Near this site in 1869 opened Holladay’s first general store, called the Big Cottonwood Cooperative, built by an association headed by LDS Church bishop David Brinton, the blacksmith at this intersection’s southeast corner. Elsewhere and here, local LDS-related retail cooperatives were owned by stockholders but regulated by Church policy for the communities’ good, here reducing the need to travel to Salt Lake City or Murray for supplies. In 1871, with the appointment of Brinton’s son, David Branson Brinton, as a county postmaster, the store also served as community post office. In 1880 a larger store was built immediately south.

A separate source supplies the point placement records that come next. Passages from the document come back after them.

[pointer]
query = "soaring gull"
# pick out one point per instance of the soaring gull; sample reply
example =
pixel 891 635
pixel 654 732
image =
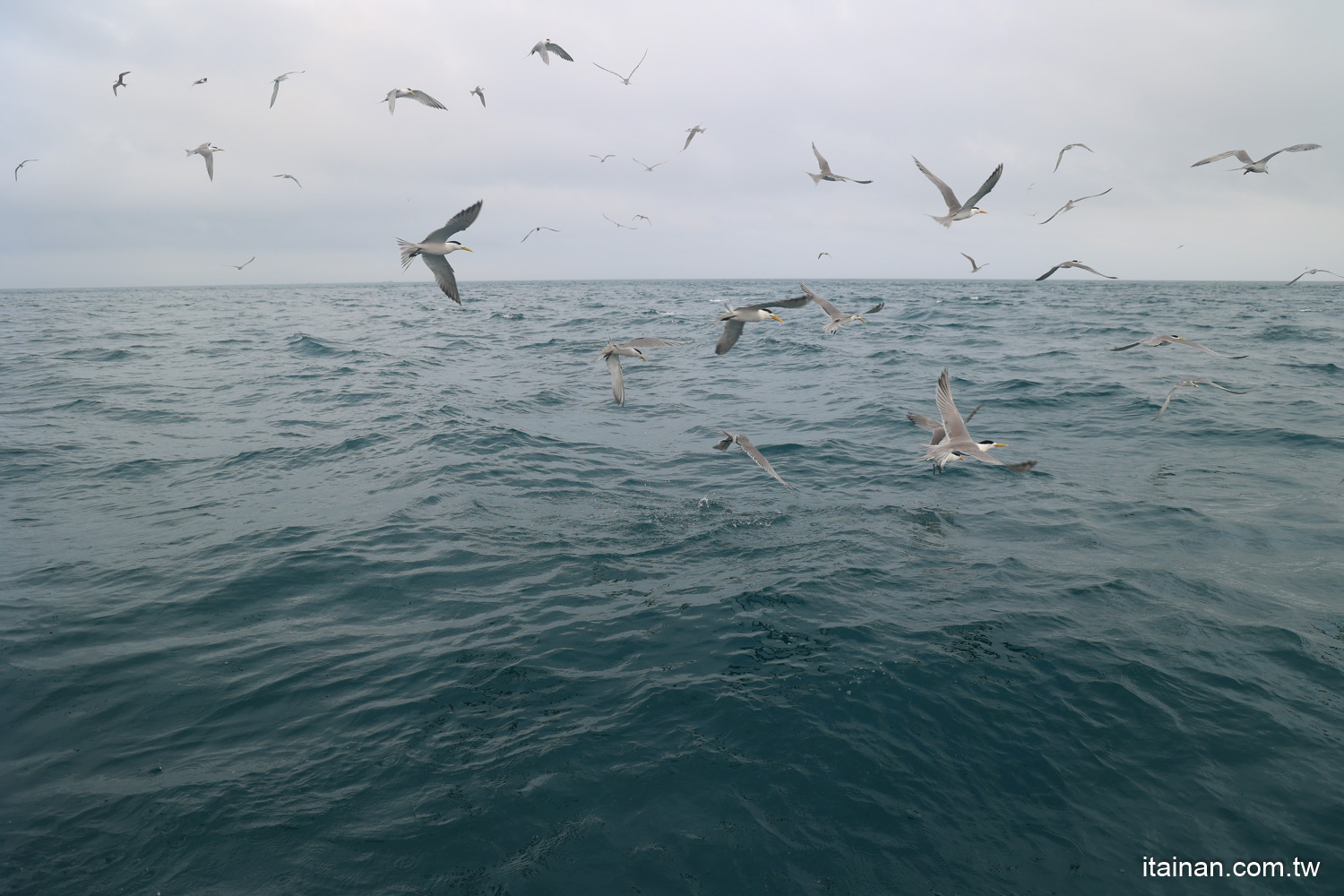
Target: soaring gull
pixel 1070 204
pixel 615 352
pixel 206 152
pixel 838 317
pixel 1311 271
pixel 734 319
pixel 728 438
pixel 825 174
pixel 1250 164
pixel 435 247
pixel 1074 263
pixel 1066 150
pixel 626 78
pixel 1174 340
pixel 545 47
pixel 1193 384
pixel 418 96
pixel 956 209
pixel 274 91
pixel 957 443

In the early 1850s, main roads were made throughout the valley. One of them called County Road (today’s Highland Dr.) was located here because nearby sprawling Big Cottonwood Creek beds made stream crossing much easier for horse and wagon. An east-west route came from Murray (today’s Murray-Holladay Rd.), making this intersection a natural business center. Similar crossroads occurred at Holladay’s eastern end. The Murray-Holladay Rd. bent northeasterly to follow the 1847-48 settlers’ survey road. Within a few years another north-south route, called Upper County Rd. (today’s Holladay Blvd.), crossed Murray-Holladay Rd. a mile east of here. These two intersections created Holladay’s business centers.

This plaque is #14 of the Historical Walking Tour of Holladay on this page. It is located at 4738 S Highland Drive in Holladay, Utah.